I don't see how it's just Burton style rather than the character, how a lot of style is at odds with the character, when Nolan in TDK was clearly influenced by Heat and some of the comics are themselves influenced by movies and movie styles. Or that style is necessarily at odds with substance.
Nolan brings substance, with his style. Intelligent themes, social commentary, and depth. Quality plot, and character arcs. Not just hollow, pretty imagery.
While also for the surface story being ... gasp ... faithful to the characters and mythos. Unlike Burton's Batman Returns.
Nolan's approach, or visual flair isn't the star of the film. The script, characters, and plot are what we're there for as an audience. We are there to see The Batman. With an interesting dose of an auteur's vision. Not the artistic vision, with a side of Batman.
Which is always the case with 100% unmonitored, Goth Freak, Tim Burton.
Herofan said:
I thought he did appropriately feel more comfortable as Bruce was still intense enough.
Keaton himself admitted to being possibly too relaxed in the sequel, filming at home in LA in a studio. No filming all hours of the night like he did at Pinewood's outdoor studio. Which made his performance feel more real, for a vigilante character that stays up all night.
And his over comfort, bleeds into his nearly apathetic performance. The determination, hunger and intensity in his chops wasn't on B89 levels. Which he was competitively trying to prove doubters or critics wrong about his casting. So he brought his A game, for obvious reasons.
Herofan said:
I think he did try to save her but he is a bit too sadistic, that went too far.
No he didn't. He said be careful, and don't move.
Then watches her fall to her death. Yet just a scene later is revealed to have a gliding cape. He could've nose dived to save her ala the scene in TDK when Rachel was thrown off the building.
Not to mention all his grappling gun tools.
Good effort, good job Burtonman. Thus the line from Selina "well how come every woman you try to save ends up dead? Or deeply resentful."

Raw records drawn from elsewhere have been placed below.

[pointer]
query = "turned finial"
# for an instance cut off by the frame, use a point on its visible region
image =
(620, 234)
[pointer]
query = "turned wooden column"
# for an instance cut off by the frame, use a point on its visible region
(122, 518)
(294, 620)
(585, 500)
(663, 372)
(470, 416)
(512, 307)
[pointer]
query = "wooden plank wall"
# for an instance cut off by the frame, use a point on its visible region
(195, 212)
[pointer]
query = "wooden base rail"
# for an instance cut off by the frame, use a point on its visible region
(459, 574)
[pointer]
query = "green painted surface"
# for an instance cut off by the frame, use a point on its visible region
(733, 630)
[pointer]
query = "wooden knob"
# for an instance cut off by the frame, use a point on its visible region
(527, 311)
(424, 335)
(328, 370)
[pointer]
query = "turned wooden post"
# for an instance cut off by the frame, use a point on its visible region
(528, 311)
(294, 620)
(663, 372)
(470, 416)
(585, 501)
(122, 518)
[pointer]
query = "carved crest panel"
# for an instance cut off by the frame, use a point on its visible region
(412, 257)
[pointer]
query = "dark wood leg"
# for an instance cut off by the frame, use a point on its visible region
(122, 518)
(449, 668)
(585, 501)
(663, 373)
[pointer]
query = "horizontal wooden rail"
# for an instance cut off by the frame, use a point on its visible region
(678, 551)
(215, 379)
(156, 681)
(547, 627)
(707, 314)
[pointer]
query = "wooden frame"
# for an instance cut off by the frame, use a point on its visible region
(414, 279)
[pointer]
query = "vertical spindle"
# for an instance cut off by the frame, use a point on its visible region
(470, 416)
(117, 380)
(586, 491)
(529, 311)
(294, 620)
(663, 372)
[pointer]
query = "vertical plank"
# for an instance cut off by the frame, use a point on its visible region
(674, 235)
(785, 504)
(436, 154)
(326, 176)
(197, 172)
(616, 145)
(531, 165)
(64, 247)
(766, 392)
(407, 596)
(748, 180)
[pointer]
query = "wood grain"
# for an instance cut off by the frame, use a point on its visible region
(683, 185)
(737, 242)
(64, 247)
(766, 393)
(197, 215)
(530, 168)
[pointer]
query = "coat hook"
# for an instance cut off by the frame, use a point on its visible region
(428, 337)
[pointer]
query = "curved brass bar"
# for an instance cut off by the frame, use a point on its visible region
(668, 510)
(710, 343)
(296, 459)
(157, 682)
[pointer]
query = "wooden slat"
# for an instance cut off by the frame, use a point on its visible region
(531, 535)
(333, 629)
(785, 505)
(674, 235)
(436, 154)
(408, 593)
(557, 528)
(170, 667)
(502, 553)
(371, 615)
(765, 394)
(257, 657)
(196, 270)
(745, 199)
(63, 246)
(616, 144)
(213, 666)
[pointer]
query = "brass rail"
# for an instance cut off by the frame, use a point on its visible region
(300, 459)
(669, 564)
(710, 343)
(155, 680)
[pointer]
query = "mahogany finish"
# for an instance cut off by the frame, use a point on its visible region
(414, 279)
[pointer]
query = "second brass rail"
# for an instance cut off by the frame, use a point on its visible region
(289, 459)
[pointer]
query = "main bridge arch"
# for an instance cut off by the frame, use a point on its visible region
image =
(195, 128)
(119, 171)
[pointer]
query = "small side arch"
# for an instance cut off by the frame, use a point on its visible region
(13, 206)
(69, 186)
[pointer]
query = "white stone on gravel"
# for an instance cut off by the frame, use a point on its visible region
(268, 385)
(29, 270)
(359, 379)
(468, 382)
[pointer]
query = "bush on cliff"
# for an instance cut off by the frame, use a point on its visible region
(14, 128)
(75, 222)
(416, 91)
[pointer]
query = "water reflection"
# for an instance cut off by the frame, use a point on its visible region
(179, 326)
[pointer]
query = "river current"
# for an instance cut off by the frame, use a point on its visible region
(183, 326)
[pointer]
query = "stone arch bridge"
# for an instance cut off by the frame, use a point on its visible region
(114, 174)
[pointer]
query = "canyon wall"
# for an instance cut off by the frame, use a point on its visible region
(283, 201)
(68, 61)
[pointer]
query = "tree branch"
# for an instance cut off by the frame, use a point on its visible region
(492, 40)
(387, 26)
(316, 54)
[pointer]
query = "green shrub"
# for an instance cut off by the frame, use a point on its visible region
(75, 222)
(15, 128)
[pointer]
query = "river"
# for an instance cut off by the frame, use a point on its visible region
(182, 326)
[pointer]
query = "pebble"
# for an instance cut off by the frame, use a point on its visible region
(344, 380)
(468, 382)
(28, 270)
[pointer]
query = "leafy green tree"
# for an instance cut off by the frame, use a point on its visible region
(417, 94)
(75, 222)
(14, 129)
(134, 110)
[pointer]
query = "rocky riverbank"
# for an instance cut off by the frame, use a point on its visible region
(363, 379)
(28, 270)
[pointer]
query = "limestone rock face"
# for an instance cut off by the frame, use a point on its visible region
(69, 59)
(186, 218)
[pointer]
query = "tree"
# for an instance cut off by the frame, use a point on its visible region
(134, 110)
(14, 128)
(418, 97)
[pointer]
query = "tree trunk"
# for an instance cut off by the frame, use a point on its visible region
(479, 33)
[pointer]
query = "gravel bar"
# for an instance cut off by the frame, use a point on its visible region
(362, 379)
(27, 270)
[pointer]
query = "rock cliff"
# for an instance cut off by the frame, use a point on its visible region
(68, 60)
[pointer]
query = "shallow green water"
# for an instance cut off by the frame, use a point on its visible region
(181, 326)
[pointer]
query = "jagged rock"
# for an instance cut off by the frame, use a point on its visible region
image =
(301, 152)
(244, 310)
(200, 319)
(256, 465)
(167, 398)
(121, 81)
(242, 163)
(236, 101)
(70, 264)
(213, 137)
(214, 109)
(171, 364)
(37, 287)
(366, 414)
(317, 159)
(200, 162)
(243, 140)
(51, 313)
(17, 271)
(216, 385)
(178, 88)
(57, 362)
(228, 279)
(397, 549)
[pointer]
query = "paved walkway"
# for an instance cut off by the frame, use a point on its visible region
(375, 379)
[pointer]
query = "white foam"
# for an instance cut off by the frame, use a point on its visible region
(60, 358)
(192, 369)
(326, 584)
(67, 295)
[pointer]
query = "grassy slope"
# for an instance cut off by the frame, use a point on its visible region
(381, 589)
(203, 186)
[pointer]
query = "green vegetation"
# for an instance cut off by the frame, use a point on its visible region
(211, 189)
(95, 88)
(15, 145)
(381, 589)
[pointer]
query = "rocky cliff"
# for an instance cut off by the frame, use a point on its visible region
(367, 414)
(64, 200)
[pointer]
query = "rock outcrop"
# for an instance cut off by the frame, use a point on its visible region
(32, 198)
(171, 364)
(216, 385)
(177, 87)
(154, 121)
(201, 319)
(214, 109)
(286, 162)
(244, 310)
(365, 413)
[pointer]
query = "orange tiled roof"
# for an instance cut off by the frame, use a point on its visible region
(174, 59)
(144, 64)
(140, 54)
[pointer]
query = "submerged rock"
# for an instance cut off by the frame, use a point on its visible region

You have to come to grips with the fact that the character is flagrantly disrespected in Batman Returns. He isn't heroic, not one bit. And when he finally is towards the end, trying to persuade Selina not to kill Shreck, in all his truncated unearned vague character arc glory ... he comes off moronically hypocritical.
That's not firing guns at armored vehicles to stop a nuclear bomb (TDKR), or firing guns at anti aircraft machine guns (BvS), or firing guns at chemical weapons (B89) attempting to kill the masses, and certainly not leaving a terrorist leader to fend for himself (BB)
Burning a man alive.
Strapping a bomb to a man's waist, to smile and then watch explode.
Is straight up homicidal murder, with psychotic joy, and smiles. That isn't Batman. Collateral damage deaths are fine, in a reality based world. It would happen. Murdering henchman for no good reason is inexcusable.
Herofan said:
I never got the complaints that the city looked too small and claustrophobic.
Really?! You disagree with this? Returns looks like it was filmed inside of a Walmart. This giant metropolitan, urban sprawl of a city, that essentially takes place on one small street corner the entire movie?!
The world's smallest Times Square ... and less than a football team's worth of people at the tree lighting ceremonies.
It's all matte paintings. And Goth skull sculptures thanks to Burton. It's visibly much smaller than the huge outdoor Pinewood set, that at least felt it had some sense of scale. Depth. Height. And volume of Gothamite citizens when the Joker attacks.
But of course they both pale in comparison to actually filming on location. Donner's Superman, TDK Trilogy, The Avengers, MOS, BvS, and SS. Nothing beats real world sets. So much more epic in scope, and scale. Not to mention believability. Shooting in the real world is always better. More immersion.
Herofan said:
I admit I'm not a big fan of the Penguin of the comics but I thought the movie version of him and Catwoman (and the movie overall) were pretty true to the characters' basic ideas and themes.
They're both not. This wasn't like minor physical alterations in adapting something to the real world, or for big screen believability. The origins, and sense of character are entirely different for both of them.
Penguin is an entirely unique Tim Burton creation all together. A literal bird man (how?!) did Miss Cobblepot get her freak on at the Gotham Zoo one night?
I love Pfeiffer's performance. But the character isn't an out and out skank. She's playful, seductive, and flirtatious. Not lick your entire face, or initiate make out sessions level smut. MShe's a street wise, powerful, cunning, and resourceful woman. Not submissive secretary turned S&M domme, genetic mutated cat girl.
She isn't a literal cat human hybrid. Licked back to life by strays after falling 50 stories, and doesn't die 8 times to live a 9th? The origin is goofy as hell. It only works in context because Michelle carries the movie with her tremendous acting abilities. She brought her A game. And it's stunning.
The rest? It's over the top, goth fairy tale campiness akin to the 60's show. Just much darker visually, and more depressing in tone.